Susan Cohen, the director of governmental affairs for the pro-abortion-rights Guttmacher Foundation, argued in a policy brief this fall that "the Smith bill would go...into uncharted territory" by preventing employers from taking a tax deduction for offering an insurance plan that covered abortion. (Like most other benefits, health insurance costs are generally tax-deductible for employers.) Analysts at NARAL Pro-Choice America and Planned Parenthood, the leading abortion rights advocacy groups, agree. According to abortion-rights advocates, Smith's bill would create a huge incentive for employers to only offer health insurance that doesn't cover abortion. Insurers would respond to what their customers wanted, and the percentage of health plans offering abortion coverage -- currently 86 percent -- would undoubtedly plummet.

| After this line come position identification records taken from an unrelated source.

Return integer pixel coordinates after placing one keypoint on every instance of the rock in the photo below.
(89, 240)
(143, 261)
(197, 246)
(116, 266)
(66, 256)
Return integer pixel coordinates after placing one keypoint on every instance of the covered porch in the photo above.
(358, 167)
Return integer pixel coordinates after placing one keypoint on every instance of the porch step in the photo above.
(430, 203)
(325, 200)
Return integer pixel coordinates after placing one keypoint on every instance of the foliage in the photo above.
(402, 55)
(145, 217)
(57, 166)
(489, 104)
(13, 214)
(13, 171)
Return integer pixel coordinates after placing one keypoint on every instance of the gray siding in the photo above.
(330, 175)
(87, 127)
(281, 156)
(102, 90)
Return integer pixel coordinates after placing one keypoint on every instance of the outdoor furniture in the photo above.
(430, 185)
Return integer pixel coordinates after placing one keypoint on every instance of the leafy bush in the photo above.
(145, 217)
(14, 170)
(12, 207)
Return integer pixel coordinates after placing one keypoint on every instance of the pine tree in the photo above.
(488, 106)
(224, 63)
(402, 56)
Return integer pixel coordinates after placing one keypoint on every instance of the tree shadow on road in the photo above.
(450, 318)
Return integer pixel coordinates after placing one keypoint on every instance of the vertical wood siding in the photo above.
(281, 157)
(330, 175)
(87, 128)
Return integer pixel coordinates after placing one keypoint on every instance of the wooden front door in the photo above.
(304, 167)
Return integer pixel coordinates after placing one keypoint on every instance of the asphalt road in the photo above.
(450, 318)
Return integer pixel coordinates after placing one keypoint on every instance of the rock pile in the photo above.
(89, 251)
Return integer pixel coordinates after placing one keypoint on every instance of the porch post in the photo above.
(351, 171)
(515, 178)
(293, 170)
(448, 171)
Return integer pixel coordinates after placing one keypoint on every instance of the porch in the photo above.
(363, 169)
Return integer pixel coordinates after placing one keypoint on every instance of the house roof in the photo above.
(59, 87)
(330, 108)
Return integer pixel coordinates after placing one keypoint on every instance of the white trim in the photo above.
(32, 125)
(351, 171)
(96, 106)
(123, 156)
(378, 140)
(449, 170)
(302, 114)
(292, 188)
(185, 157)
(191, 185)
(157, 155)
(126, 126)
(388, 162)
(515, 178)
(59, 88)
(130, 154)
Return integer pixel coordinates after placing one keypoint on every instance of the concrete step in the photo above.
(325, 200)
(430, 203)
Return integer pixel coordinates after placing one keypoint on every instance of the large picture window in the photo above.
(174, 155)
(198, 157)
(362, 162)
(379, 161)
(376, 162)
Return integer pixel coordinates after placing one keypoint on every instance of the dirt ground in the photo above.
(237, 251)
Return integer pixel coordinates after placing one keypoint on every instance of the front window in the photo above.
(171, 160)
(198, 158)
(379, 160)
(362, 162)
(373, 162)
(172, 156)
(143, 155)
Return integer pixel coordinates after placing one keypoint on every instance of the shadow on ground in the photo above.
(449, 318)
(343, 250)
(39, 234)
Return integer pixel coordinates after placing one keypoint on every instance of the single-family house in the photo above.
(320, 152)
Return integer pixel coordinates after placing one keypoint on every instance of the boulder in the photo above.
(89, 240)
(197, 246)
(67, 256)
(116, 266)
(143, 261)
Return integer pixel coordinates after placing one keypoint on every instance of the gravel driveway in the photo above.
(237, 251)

While experts agree that Smith's bill would have some impact on tax policies, not everyone buys the abortion-rights groups' analysis. Timothy Jost, an expert in health law at Washington and Lee University Law School, says he agrees with the abortion-rights groups that the tax provisions in the Smith bill would mean that self-employed people and people with health savings accounts (HSAs) wouldn't be able to treat abortions as medical expenses. But he doesn't agree that the bill would prevent employers from deducting the costs of insurance plans that include abortion coverage. Nevertheless, Jost believes that "going after the tax subsidies that affect abortion" would represent a "substantial victory for the pro-life movement in America."

If pro-life forces are really pushing to eliminate private abortion insurance, they haven't been up front about it. The National Right to Life Committee (NRLC) and the Susan B Anthony List (SBA List), two right-leaning groups that support the bill, focus their rhetoric on how it would affect federal funding, not tax exemptions. So does Democrats for Life. The SBA List's petition promoting the bill says Congress needs to "stop abortion funding!" The group even registered the domain name StopAbortionFunding.com. But the site says nothing about private insurance -- which pro-choicers say the bill will affect dramatically. And when I asked Marjorie Dannenfelser, who runs the SBA List, about the tax provisions, she said she didn't know whether they would curtail private abortion insurance or not.

Despite the pro-life groups' focus on direct federal funding in their promotion of the bill, there's no question that it's intended to have some effect on the tax code. The section in dispute is a "prohibition on tax benefits relating to abortion." A lot is riding on how broad that prohibition is. The employer tax exemption for health insurance is the government's largest tax expenditure. It affects nearly every American who gets health insurance through their employers. If the abortion rights advocates are right, the tax section of Smith's bill would affect far more people (and more money) than any other portion of the law.